Heraclitus the Philosopher
Heraclitus of Ephesus (535 – 475 BC) was an Ancient Greek philosopher who advanced the notion that the essence of the universe is constant change. To that end, he coined the phrase “no man ever steps into the same river twice” in recognition of the notion that everything, like the ever moving droplets of water drifting downstream on a river, is in constant motion and flux, even if the motion is not readily perceptible.

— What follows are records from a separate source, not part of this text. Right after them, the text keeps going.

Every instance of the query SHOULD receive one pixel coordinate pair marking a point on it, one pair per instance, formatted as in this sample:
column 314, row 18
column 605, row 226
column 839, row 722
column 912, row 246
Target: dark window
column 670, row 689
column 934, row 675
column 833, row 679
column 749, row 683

He also propagated the notion of a “unity of opposites”, whereby the universe is a system of balanced exchanges in which all things are paired in a relationship with those things exhibiting contrary properties.
A highly introspective man, he did not come by his philosophy through learning at the hands of another philosopher, but was self-taught. Critical of other philosophers, Heraclitus had a dim view of humanity, loathed mobs and democracy, preferring instead rule by a few wise men – a concept that Plato later distilled into the notion that the ideal ruler would be a philosopher-king. Deeming wealth a form of punishment, Heraclitus wished upon his fellow Ephesians, whom he hated, that they would be cursed with wealth as punishment for their sins.

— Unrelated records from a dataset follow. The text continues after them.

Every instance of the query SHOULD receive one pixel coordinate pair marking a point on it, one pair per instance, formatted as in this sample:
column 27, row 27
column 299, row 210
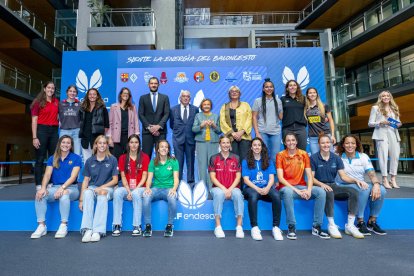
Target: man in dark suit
column 181, row 122
column 154, row 111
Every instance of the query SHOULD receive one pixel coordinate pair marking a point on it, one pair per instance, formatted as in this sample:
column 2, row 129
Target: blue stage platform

In short, Heraclitus was a misanthrope, and his misanthropy led him to avoid contact with other people for long stretches, during which he wandered alone through mountains and wilderness, surviving on plants and what he could scavenge, or, as Diogenes summed him up: “finally, [Heraclitus] became a hater of his kind, and roamed the mountains, surviving on grass and herbs“.

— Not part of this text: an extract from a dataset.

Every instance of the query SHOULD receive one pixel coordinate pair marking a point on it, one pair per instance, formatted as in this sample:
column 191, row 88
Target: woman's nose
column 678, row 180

His bizarre end came as a result of his affliction with dropsy, or edema – a painful accumulation of fluids beneath the skin and in the body’s cavities. Doctors could offer neither cure nor relief, so Heraclitus, the self-taught philosopher, sought to apply his self-teaching skills to medicine and heal himself. Heraclitus tried an innovative cure by covering himself in cow dung, on the theory that the warmth of the manure would dry and draw out of him the “noxious damp humor”, or the fluids accumulated beneath his skin. Covering himself in cow manure, Heraclitus lay out in the sun to dry, only to be immobilized by the cow dung drying around him into a body cast, and was thus unable to shoo off a pack of dogs which came upon him and ate him alive.